The boys and I bounce on the trampoline that I assembled in the back yard for Christmas two years ago. We do jigsaw puzzles and a host of family activities. When the kids are down at 8 p.m., I like to read and watch soccer and hockey games on TV. Andrea and I often relax with a favorite TV series.

Raised Roman Catholic, I went to mass every Sunday and took all the sacraments. When I went to college, I stopped. Going through a rough patch later in my life, I met a Protestant minister who was on the same wave length with me. He explained the story of Jesus weeping at the grave of Lazarus saying, ‘Your grief is real, Hank. God is sad when you are sad’ and that made sense to me.

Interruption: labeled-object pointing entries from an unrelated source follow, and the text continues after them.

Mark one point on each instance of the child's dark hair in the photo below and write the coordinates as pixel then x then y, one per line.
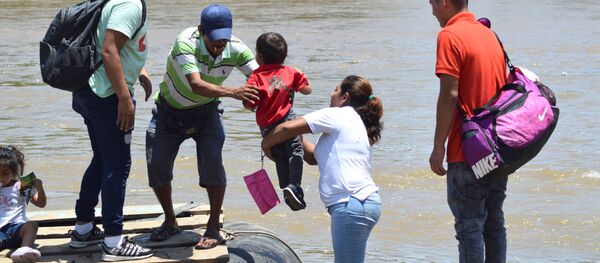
pixel 365 104
pixel 272 47
pixel 13 158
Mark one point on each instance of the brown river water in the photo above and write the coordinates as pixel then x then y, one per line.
pixel 552 209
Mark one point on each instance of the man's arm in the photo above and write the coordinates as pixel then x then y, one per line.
pixel 205 89
pixel 113 42
pixel 446 108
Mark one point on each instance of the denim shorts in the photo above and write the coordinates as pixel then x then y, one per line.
pixel 9 235
pixel 170 127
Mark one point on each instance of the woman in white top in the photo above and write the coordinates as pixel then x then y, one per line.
pixel 349 127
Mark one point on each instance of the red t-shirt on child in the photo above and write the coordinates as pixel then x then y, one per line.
pixel 277 84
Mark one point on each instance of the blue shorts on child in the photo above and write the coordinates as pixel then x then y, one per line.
pixel 9 235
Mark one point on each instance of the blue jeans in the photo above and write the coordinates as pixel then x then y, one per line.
pixel 478 216
pixel 351 224
pixel 111 162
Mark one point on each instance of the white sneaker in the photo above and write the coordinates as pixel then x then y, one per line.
pixel 26 254
pixel 128 250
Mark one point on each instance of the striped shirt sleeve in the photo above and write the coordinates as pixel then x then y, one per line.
pixel 183 54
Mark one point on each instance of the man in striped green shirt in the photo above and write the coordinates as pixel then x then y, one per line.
pixel 189 106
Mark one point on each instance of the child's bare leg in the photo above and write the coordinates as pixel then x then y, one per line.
pixel 28 233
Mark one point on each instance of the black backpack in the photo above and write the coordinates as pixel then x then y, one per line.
pixel 68 51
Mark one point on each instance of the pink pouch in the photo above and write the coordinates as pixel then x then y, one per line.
pixel 262 190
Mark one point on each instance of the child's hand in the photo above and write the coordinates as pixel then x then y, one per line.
pixel 38 184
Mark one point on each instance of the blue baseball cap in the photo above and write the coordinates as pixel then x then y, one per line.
pixel 216 22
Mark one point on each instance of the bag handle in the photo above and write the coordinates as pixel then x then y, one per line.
pixel 505 87
pixel 506 58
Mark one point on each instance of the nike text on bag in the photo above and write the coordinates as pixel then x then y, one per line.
pixel 68 55
pixel 511 128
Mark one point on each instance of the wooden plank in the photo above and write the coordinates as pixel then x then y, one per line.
pixel 182 254
pixel 60 246
pixel 67 217
pixel 131 227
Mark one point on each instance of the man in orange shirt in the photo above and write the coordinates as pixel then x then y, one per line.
pixel 471 68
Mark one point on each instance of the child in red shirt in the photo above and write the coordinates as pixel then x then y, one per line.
pixel 277 84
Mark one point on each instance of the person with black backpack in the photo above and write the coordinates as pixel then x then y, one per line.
pixel 107 106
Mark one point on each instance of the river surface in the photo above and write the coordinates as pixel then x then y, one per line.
pixel 552 209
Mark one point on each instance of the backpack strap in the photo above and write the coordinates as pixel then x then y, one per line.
pixel 143 19
pixel 512 71
pixel 506 58
pixel 99 62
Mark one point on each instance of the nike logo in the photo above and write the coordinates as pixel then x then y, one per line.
pixel 543 115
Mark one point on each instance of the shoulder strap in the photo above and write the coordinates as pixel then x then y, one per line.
pixel 506 58
pixel 143 19
pixel 510 67
pixel 99 62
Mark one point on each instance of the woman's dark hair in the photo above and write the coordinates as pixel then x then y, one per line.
pixel 13 158
pixel 365 103
pixel 272 47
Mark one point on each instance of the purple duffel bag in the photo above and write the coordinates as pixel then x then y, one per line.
pixel 511 128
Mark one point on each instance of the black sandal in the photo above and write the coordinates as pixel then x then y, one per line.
pixel 164 232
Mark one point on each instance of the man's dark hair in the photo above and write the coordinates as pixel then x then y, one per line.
pixel 272 47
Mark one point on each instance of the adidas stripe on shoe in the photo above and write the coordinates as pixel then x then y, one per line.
pixel 128 250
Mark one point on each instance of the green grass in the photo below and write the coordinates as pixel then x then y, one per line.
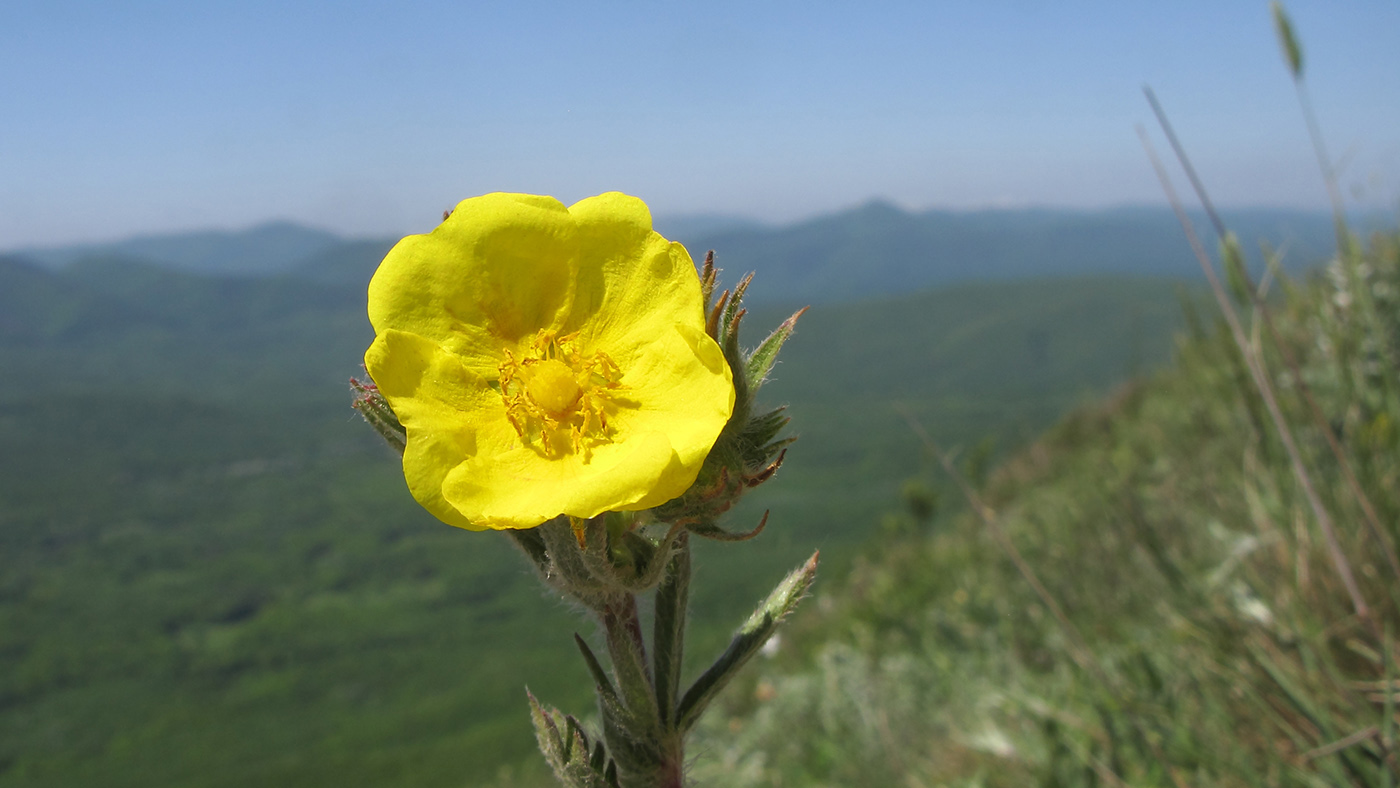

After a long search, we came to Big Red, loved that it was traditional and it felt like church. We went to fellowship time where we met Ruth Gadebusch. This sincere, open, and affirming Christian woman was the catalyst that settled my doubts. We had found a church home.”

Comments(2)

  1. Adelin(Diddy)Wagner says

    Hank, your comment “and it felt like church” , is exactly what we (me and my daughter said!). Over the years God sent us to The Big Red Church for different events, many times (to vote, yard sales, craft fair). Even though we were drawn here, we just didn’t get the “message”. Finally, the time came and we said, Why don’t we go to The Big Red Church? After attending that first service, we both said, “It just feels like church”. I believe we too have met Ruth Gadebusch. A lovely, kind, understanding, Christian woman and that was only one conversation!

  2. Alan Coles says

    Excellent bio Dale. I don’t know Hank all that well but he always manages to say hello. Now that I know he is from Boston I’ definitely going to chat with him about his hometown because my heritage goes back to Boston, Providence and Oyster Bay, Long Island.